Eventually we’ll either hit the point where we need all \(|S| + 1\) colours to colour the indices, or we’ll have shrunk the string.

Note: I think this doesn’t actually guarantee even 1-minimality like delta debugging does. The problem is that you might have an index that is not equivalent to its successor index even though you can delete the character there. I’m not currently sure if this algorithm can witness that possibility or not.

Anyway, I’ve been running the example I used to prototype structureshrink (the C++ hello world) with this as the list minimization algorithm. It seems to do alright, but it’s nothing to write home about, but it’s been an interesting experiment and I’m glad to have got the excuse to play with minisat.

Delta debugging with inferred separators

Delta debugging, or something akin to it, tends to be phase one of most file based shrinkers: Shrinking is much easier the faster your test function is, test functions tend to be faster on smaller data, and shrinking is also easier on smaller data because you’ve got fewer things to try, so anything you can do to prune down the file before you get onto the hard work is good, and delta debugging like algorithms do a pretty good job of that.

But delta debugging in its original form is very line oriented: You’re trying to make the file one-minimal in the sense that you can’t delete any single line. What do you do if you want to delete within lines? Or if your file is binary and not line oriented at all?

Delta debugging really works on arbitrary sequences, so you can always just do bytewise delta debugging and it will work perfectly well, but there are usually a lot more bytes than there are lines, and deleting an arbitrary block of bytes is much less likely to work than deleting a sequence of lines is. So it works, but it takes what is often a rather slow process and makes it even slower.

I spotted a trick this morning that works rather well.
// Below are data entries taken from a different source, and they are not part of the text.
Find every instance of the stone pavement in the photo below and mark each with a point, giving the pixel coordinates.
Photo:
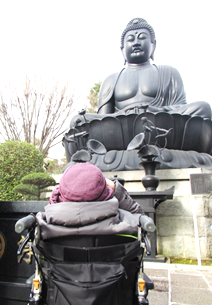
(179, 284)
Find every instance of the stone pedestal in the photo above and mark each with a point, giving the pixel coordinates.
(174, 218)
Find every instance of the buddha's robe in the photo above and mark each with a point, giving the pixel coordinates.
(170, 96)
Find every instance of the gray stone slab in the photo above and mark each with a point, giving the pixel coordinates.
(190, 296)
(208, 276)
(186, 272)
(190, 281)
(156, 272)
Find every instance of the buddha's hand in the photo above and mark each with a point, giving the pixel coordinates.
(111, 184)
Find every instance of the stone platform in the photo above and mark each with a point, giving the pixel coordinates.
(174, 218)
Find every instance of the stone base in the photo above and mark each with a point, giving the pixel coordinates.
(174, 218)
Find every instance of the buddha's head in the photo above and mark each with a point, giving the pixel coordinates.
(138, 41)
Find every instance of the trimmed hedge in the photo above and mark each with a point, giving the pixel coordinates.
(17, 159)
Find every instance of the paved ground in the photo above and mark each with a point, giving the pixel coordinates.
(179, 284)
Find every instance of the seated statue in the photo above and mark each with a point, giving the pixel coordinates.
(142, 88)
(160, 87)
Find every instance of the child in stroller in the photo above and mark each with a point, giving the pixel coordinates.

Define the set of separators for a string as containing all one or two byte substrings.

Now for each separator, we perform delta debugging on the file split by that separator (i.e. we treat it as if it were the newline in our classic delta debugging: We split by separator, try to minimize that sequence subject to the constraint that joining by that separator is interesting).

On it’s own, this works but not all that well because most separators don’t work or work no better than shrinking bytewise, but there’s a refinement we can perform, which is that we can give each separator a score: The score of a separator is the smallest length in bytes of any component in the split. We then process separators in decreasing order of score.
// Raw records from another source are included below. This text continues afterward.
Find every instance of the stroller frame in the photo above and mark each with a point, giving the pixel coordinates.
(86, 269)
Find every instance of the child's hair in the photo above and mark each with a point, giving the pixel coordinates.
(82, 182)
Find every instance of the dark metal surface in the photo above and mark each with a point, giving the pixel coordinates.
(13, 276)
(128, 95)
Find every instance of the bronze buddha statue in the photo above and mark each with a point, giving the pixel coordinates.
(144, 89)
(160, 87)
The reason this works is that this guarantees that on a successful shrink we always delete at least the score of the separator many bytes (because we always delete at least one component). This lets us focus on separators which produce large shrinks first, so by the time we get to less useful separators we should have much less to do and already be running pretty fast.

So far I’ve only run this on one example (John Regehr’s from Reducers are Fuzzers), but it works pretty well there – much better than a straightforward bytewise delta debugging certainly, and the file has a lot of reduction potential other than newlines).
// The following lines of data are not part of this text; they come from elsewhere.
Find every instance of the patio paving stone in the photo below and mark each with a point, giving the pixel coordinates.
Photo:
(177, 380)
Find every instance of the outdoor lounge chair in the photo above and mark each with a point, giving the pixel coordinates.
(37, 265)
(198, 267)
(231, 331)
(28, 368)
In this example at least it’s particularly interesting noticing which separators seem to work well – the obvious ones like ‘ ‘ and ‘\n’ do of course, but ‘{‘ worked particularly well for this example, as does ‘.c’ and ‘e;’. I think this is because they are by luck or reality capturing some nicely exploitable facet of the structure of the example, which suggests this idea has broader application.

I’m not sure these techniques will make it into Hypothesis, as Hypothesis has some special hinting to figure out what’s best to delete that is probably already good enough, and this seems like it would be a technique that worked better for the problem of reducing slow operations on large files, but I’m still pretty pleased with it and will probably find an opportunity to use it somewhere.